Facebook is a good example. It actively controls actions of its users and blocks suspicious ones.
This protection can be bypassed by creating (including automatic) a plethora of accounts (there are even services that sell accounts for popular socials networks, such as buyaccs.com and bulkaccounts.com). A substantial impediment to automatic creation of accounts can be account verification requirement via phone and checking its uniqueness (the so-called Phone Verified Account, PVA). Although, this one can also be bypassed though buying a bunch of SIM cards.
3. Using CAPTCHA
This is also a common method of protecting your data from scraping. Under this scenario a user is asked to enter captcha (CAPTCHA) to access the website data. A substantial drawback of this method is that user actually must enter captcha.
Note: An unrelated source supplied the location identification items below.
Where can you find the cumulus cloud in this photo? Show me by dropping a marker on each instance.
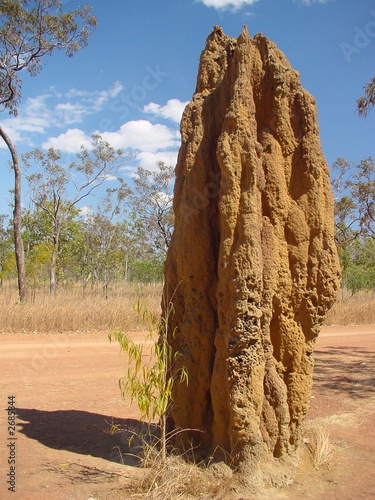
(311, 2)
(228, 4)
(143, 136)
(172, 110)
(69, 142)
(54, 109)
(149, 160)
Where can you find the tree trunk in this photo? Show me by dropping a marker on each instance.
(18, 243)
(54, 257)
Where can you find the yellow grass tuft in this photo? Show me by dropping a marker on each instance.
(358, 309)
(72, 309)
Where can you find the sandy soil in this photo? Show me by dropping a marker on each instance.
(66, 393)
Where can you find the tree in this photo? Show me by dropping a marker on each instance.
(152, 204)
(29, 31)
(57, 190)
(367, 102)
(6, 245)
(354, 189)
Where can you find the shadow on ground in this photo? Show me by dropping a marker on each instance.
(82, 432)
(346, 370)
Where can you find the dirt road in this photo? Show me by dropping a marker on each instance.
(65, 389)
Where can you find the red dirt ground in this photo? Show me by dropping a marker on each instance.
(66, 393)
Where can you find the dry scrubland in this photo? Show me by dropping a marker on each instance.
(72, 310)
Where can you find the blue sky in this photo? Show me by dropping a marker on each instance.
(132, 81)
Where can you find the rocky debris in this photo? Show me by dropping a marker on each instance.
(252, 267)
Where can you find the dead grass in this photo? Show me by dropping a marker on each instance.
(358, 309)
(72, 310)
(319, 444)
(178, 479)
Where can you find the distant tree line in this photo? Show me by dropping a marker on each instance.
(354, 190)
(122, 237)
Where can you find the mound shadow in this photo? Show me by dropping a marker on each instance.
(81, 432)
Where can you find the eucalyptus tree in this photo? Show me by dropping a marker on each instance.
(152, 205)
(29, 31)
(367, 102)
(57, 189)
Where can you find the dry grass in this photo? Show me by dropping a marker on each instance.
(72, 310)
(319, 444)
(178, 479)
(358, 309)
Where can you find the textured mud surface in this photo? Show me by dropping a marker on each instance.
(252, 265)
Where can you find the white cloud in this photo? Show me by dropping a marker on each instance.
(311, 2)
(54, 109)
(172, 110)
(86, 211)
(144, 136)
(149, 160)
(69, 142)
(228, 4)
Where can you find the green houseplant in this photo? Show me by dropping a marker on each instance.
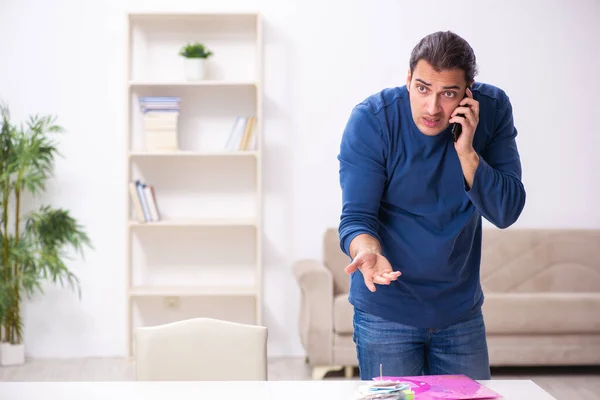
(35, 243)
(195, 55)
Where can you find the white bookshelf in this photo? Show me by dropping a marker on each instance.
(203, 257)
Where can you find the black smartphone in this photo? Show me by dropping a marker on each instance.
(457, 128)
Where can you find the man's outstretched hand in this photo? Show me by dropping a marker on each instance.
(376, 269)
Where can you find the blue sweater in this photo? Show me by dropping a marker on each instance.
(408, 191)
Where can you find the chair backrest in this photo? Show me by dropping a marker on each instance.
(541, 260)
(201, 349)
(335, 260)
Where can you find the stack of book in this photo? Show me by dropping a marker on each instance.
(144, 201)
(242, 134)
(160, 116)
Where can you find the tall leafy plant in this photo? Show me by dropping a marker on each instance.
(35, 244)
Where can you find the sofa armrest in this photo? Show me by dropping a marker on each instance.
(316, 310)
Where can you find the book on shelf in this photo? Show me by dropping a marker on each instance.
(144, 201)
(242, 136)
(160, 117)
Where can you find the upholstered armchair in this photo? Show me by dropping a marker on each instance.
(325, 313)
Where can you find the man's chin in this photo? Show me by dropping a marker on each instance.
(427, 131)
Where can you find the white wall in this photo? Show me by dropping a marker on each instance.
(322, 57)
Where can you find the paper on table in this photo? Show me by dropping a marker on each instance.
(449, 387)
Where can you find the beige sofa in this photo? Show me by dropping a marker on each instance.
(542, 306)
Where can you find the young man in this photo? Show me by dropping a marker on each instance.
(413, 201)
That is why this method is best for systems, whose data is accessed through non-frequent separate requests.
An example of using captcha for protection from automated queries can be services that check website search results position (such as http://smallseotools.com/keyword-position/).
Captcha can be bypassed with captcha recognition software and services that are divided into two categories: automatic recognition (OCR, such as GSA Captcha Breaker) and recognition with the help of a real person (when somewhere in India people are processing image recognition requests online, like in Bypass CAPTCHA). Human recognition is usually more efficient, but in this case you have to pay for each captcha, and not once, unlike buying a software.
4. Using a complex JavaScript logic
Under this scenario browser sends a special code (or several codes) upon sending a query to server. The code is generated by a complex logic written on JavsScript. At the same time, the code of this logic is often obfuscated and installed into one or several JavaScript files that are being uploaded.
Typical example of using this protection from scraping method is Facebook.
This protection can be bypassed by using real browsers for scraping (for example, with the help of Selenium or Mechanize libraries). This method has an additional advantage: by executing JavaScript scraper will show itself in website analytics (such as Google Analytics), which enables webmaster to take note of irregular activity.
5. Dynamic modification of page structure
One of the effective ways to protect your website from scraping is a frequent modification of page structure. This applies not only to name change of classes and identifiers, but even element hierarchy. This heavily complicates the writing of scraper, but, on the other hand, it complicates the system code too.
On the other hand, these changes can be made manually once a month (or once in several months). This will also give scrapers hard a time.
This protection can be bypassed by creating more flexible and ‘smart’ scraper or (if changes are made not too often) just manual modification of scraper following the changes.
6. Restricting the frequency of queries and downloadable data volume
This allows making bulk data scraping a very slow and therefore unreasonable process. Restrictions should be set based on typical user needs, to avoid decreasing the usability of website.
This protection can be bypassed by access website from various IP addresses or accounts (simulation of many users).
7. Displaying important data as images
This content protection method substantially complicates automatic data harvesting. At the same time, it preserves users’ visual access to data. Emails and phone numbers are often converted into images, but some websites even manage to replace random letters in text with images. Nothing prevents owners from displaying website content as graphics (be it Flash or HTML 5), although this can substantially harm site’s indexing by search engines.
The drawback of this method is not only in the fact that not all the content is going to be indexed by search engines, but also that it precludes users from copying data to clipboard.
It is very difficult to bypass this protection. Most probably one has to use automatic or manual image recognition, similar to captcha.